Similar to Billie Eilish and her artistic partnership with Finneas, Ragu makes all of her music with her brother, Japhna Gold: a musician himself long before she started, he now handles the production while Ragu mainly controls the lyrics (“We really complement each other”). Working so closely with a sibling could be fractious but not so with Ragu and Gold. “Our relationship has become way stronger,” she enthuses. “It’s a path we’re taking together and to be able to celebrate all of these little successes that are happening with your family member, that’s the coolest thing.” The sound the pair have forged through this happy partnership is an intoxicating blend of modern R&B and powerful South Indian beats.

In 2019, they were honoured to perform together at a Tedx event in Zurich. Initially scheduled to just sing some songs, the organisation then asked if Ragu would also speak at the event. “I thought it would be fun to connect both and tell a story. Then I was so nervous because we had a rehearsal with a speech trainer. I had to perform the whole thing and the seats were empty and I had a blackout! I didn’t think I could do it but then when I was in front of the people, the audience were cheering me up. I was so proud because it’s not something I’m comfortable with, to speak in front of so many people.”

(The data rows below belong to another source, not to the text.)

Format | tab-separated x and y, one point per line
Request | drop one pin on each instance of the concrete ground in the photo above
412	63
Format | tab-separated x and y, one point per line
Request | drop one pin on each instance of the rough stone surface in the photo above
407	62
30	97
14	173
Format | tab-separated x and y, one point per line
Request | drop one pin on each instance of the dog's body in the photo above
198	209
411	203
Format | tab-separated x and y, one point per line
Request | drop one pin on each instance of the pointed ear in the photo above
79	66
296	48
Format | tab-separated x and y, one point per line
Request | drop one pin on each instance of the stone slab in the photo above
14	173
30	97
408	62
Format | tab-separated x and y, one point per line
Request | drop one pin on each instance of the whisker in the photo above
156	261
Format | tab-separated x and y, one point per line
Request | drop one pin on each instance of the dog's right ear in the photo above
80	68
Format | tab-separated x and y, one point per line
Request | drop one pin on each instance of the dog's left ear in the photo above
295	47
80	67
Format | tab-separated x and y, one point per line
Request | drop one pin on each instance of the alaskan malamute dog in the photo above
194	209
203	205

It’s interesting to watch her entrance at the Tedx event: she steps onto the stage wearing a sari and immediately breaks into a smooth and soulful R&B vocal, confounding the audience’s expectations; it’s emblematic of her commitment to blending the modern and traditional always. “My style reflects the music,” Ragu agrees. “It’s a fusion of both worlds. It’s really something I’m passionate about.”

As we discuss her vision for her music, it increasingly feels like this is Ragu's time. When the biggest boy band in the US are South Korean and Spotify’s most-streamed artist of last year was a Puerto Rican rapper, this global landscape is perfectly suited to her story and sound. Endearingly calling her music ‘Ragu Wavy’ (soul and R&B with a hint of Ragu sauce), she’s open to post-genre expression: “For us, it just comes down to whatever we listen to and whatever we grew up listening to and the result is a mix of everything. It’s up to other people whether they put us in one genre but I don’t really understand why it’s necessary to do so.”

Her new single - from a first full-length album planned tentatively for 2021 - is the wonderfully-named “ChickenLemonRice” and it’s the most encapsulating song to come from Ragu yet. “It’s a really uplifting song, it motivates everyone to let loose and to also embrace diversity and different cultures,” she says happily. “It’s just about embracing your culture or background.” When I then ask if her and Japhna incorporating their heritage helped her parents to finally accept their decision to pursue music, Ragu recalls a touching story: “They’re very proud that we mix our background with the music. When my father heard one of our songs, he said that A.R. Rahman brought Western music to South India and we are doing the opposite.” Priya Ragu may be on an assured path to wider fame and success now but no matter how long her career continues, this acknowledgement from her father will remain one of her most treasured moments.